Wed, 07/28/2010 - 17:42 | 492964 Leo Kolivakis
Leo Kolivakis's picture

Very interesting article, thank you for posting your thoughts. Always wondered about this.

Wed, 07/28/2010 - 17:30 | 492937 johngaltfla
johngaltfla's picture

That's one hell of an article. And what is sad is we can never analyze the overnight balance sheet of the Fed.

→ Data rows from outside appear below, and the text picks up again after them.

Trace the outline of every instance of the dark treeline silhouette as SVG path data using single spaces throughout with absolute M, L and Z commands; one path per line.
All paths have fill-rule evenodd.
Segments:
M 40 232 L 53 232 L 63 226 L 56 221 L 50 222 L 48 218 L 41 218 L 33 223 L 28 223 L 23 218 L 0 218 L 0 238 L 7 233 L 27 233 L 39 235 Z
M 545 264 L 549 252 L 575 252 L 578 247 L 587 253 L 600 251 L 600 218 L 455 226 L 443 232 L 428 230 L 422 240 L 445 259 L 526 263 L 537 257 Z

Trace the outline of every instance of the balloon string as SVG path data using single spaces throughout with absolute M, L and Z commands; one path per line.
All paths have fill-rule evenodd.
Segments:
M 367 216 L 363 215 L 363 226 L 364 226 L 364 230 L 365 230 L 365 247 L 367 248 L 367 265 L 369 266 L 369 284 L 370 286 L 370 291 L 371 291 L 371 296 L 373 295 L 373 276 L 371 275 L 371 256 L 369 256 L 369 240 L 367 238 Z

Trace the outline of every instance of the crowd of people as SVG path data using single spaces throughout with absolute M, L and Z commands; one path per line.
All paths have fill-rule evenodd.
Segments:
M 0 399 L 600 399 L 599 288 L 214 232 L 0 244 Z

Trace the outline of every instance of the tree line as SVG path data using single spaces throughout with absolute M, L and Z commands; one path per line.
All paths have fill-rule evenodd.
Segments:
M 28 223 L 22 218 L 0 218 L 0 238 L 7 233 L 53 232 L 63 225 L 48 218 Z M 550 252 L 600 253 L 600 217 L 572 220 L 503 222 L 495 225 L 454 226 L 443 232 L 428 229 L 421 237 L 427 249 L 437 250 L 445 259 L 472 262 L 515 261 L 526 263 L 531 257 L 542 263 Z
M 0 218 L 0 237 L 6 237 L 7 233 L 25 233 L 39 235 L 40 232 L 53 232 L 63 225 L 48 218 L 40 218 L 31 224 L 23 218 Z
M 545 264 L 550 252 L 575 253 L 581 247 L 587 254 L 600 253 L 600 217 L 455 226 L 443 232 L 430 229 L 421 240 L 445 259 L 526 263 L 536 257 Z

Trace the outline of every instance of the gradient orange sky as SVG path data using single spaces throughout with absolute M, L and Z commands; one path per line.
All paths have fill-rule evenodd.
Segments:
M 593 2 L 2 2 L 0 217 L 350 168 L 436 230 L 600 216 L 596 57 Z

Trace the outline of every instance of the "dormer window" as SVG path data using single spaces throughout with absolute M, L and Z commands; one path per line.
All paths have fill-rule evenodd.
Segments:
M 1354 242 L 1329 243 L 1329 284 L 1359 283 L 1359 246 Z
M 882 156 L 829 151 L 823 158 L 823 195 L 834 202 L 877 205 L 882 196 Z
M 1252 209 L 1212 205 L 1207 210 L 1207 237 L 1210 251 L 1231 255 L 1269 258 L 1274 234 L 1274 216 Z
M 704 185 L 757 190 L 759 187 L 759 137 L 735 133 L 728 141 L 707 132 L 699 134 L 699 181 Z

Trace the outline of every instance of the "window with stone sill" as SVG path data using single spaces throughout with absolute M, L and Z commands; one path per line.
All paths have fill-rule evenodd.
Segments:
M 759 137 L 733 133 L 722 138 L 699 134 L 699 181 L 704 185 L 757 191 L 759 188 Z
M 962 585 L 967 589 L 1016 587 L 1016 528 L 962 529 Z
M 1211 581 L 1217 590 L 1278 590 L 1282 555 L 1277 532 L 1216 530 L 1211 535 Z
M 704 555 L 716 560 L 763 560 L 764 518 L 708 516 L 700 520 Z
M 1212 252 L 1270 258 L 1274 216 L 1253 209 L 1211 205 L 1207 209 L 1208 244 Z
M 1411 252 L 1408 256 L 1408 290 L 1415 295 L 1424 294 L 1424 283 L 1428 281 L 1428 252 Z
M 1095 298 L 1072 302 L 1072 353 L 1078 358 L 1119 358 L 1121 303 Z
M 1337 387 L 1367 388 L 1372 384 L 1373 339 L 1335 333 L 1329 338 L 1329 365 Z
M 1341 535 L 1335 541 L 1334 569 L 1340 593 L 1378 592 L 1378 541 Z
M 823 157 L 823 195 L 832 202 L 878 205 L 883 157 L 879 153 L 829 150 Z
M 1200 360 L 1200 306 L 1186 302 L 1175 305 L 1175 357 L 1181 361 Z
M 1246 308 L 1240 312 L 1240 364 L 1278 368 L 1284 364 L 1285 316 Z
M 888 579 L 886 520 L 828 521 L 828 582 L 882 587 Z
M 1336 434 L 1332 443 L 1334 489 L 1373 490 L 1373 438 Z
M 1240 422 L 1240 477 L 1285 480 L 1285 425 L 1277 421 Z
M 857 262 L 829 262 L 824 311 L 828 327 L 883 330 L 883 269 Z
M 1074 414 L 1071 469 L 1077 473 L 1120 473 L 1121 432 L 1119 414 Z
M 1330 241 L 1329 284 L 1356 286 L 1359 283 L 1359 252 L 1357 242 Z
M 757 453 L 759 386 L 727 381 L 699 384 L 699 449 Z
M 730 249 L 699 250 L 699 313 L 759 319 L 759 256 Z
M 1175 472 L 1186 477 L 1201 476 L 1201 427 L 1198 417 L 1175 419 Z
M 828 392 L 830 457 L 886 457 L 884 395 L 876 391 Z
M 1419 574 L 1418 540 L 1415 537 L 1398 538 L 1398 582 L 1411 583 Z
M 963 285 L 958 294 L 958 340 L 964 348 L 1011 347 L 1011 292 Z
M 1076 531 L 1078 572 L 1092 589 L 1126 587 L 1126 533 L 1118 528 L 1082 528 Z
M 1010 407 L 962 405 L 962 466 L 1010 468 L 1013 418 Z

I'll bet it is quite interesting if not disturbing.

Wed, 07/28/2010 - 17:29 | 492933 Quinvarius
Quinvarius's picture

Numbers are getting bigger too.

Wed, 07/28/2010 - 18:19 | 493052 Anonymouse
Anonymouse's picture

I think you are reading the data backwards.  The numbers are getting smaller, not larger.  While there has been activity since April, the overall position has not really changed since then.

Even so, plotting it out shows it even better than a data table.  The trend is quite blatant.  It would be intereting to see this against SP500 performance

Wed, 07/28/2010 - 17:10 | 492893 bxmckenna
bxmckenna's picture

Outstanding analysis and reporting.  I would love to see the actual assets on the Fed's balance sheet if we were ever allowed.  Then again, they're probably not much more than IOUs written on some Post It notes anyway. 

Wed, 07/28/2010 - 16:59 | 492866 metastar
metastar's picture

Excellent Article!

Thanks.

Wed, 07/28/2010 - 22:25 | 493429 tictawk
tictawk's picture

This has been going on for 20 years.  What you need to watch is the P/C Open Interest totals for the front month on the options on futures contracts.  The P/C ratio is 2:1 average.  It has been a little lower in the recent months but usually 2 or 3:1.  The put sellers are the primary dealers and I am sure that their interests are well looked after.  The Fed covers them in every way.  I still remember the time the market tanked big time on the day before option expiry and the Fed lowered interest rates one hour before settlement the next morning and the SnP ran up 80pts.  Greenspan was the crook in charge. So yes, it is a stacked deck.  Know your enemy if you are buying puts because they are out to screw you. I have been trading and watching this market for 25 years.